Senza perdere tempo, andiamo quindi a leggere le sue principali dichiarazioni.

IL COVID-19 IN GRECIA. «In Grecia il Coronavirus non ha fatto tantissimi danni perché abbiamo imparato dagli errori altrui e abbiamo chiuso tutto subito. Qui da noi c’era però già una forte crisi economica, quindi ora la situazione sarà ancora peggiore. Per quanto riguarda il calcio, abbiamo già iniziato ad allenarci a piccoli gruppi, ma dobbiamo vedere se ci sarà la possibilità di ricominciare».

L’HELLAS. «A Verona abbiamo sfiorato l’Europa League, ma poi nella partita contro la Lazio ci hanno dato contro un rigore piuttosto generoso e ci hanno tolto la possibilità di qualificarci. Alla fine siamo comunque ben oltre le aspettative e abbiamo dato tutto, com’è nel DNA di quella piazza: all’Hellas l’importante è dare il massimo, a prescindere dal risultato. Con i tifosi ho creato un bellissimo rapporto proprio perché non mi sono mai tirato indietro: ricordo che quando tornai al Bentegodi con la maglia del Bari ricevetti un lungo applauso. Lo desideravo, ma non me l’aspettavo».

IL MISTER. «Mandorlini è un tipo tosto, così come Sogliano: è gente tosta, che ti dice le cose come stanno e in faccia. Se sai come prenderlo sviluppi un ottimo rapporto. Il mister è uno che si fida di poche persone e che schiera chi gioca per lui: se non giochi per lui, ti massacra».

IL BENTEGODI. «Bentegodi è bello solo quando è pieno di tifosi dell’Hellas, ma ormai è vecchio. Credo che il popolo dell’Hellas meriti un vero stadio di calcio, uno che permetta alla gente di essere anche fisicamente vicina alla squadra per trasmetterle ancora più carica!».

DIMITRI. «Dopo la morte di mio fratello Dimitri tutto il Verona, dai compagni di squadra ai tifosi, mi è stato molto vicino. Queste situazioni vanno però trasformate in energia positiva, e mio fratello non mi avrebbe voluto vedere piangere, anche perché piangere sarebbe stata una via “troppo facile”. Ciò che voleva è che io portassi avanti il suo messaggio sull’importanza della donazioni di midollo, cosa che ho fatto pubblicamente, perché non credo che la beneficenza vada fatta in silenzio. Chi fa beneficenza deve essere un esempio, e non certo per farsi pubblicità, ma per fare in modo che anche altri lo facciano».

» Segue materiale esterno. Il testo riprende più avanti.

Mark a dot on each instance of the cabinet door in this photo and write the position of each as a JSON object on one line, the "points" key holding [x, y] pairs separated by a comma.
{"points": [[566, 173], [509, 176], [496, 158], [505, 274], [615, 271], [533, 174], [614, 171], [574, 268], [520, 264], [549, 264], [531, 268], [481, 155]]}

L’ADDIO. «Purtroppo non sono andato via dall’Hellas come avrei voluto. Ricordo che alla fine della stagione 2015/2016 sarei dovuto restare, avevo già un accordo di massima, ma poi a gennaio volevano vendermi allo Spezia. Io rifiutai e retrocessi con la squadra, non volevo abbandonare la nave, ma essendo in scadenza alla fine dovetti cambiare aria: mi dispiace, avrei voluto salutare meglio la gente di Verona…».

IL FUTURO. «Non so ancora cosa farò della mia carriera una volta appesi gli scarpini al chiodo: credo che come minimo giocherò un altro anno, e potrei andare avanti ancora se continuassi a scendere in campo con regolarità. Quando arriverà il momento prenderò i patentini di allenatore e direttore sportivo, poi vedrò cosa mi piacerà di più».

IL MESSAGGIO. «Speriamo di uscire da questa crisi più forti di prima. Sotto certi aspetti il peggio inizia solo ora, ma sono convinto che una città come Verona passerà anche questo momento!».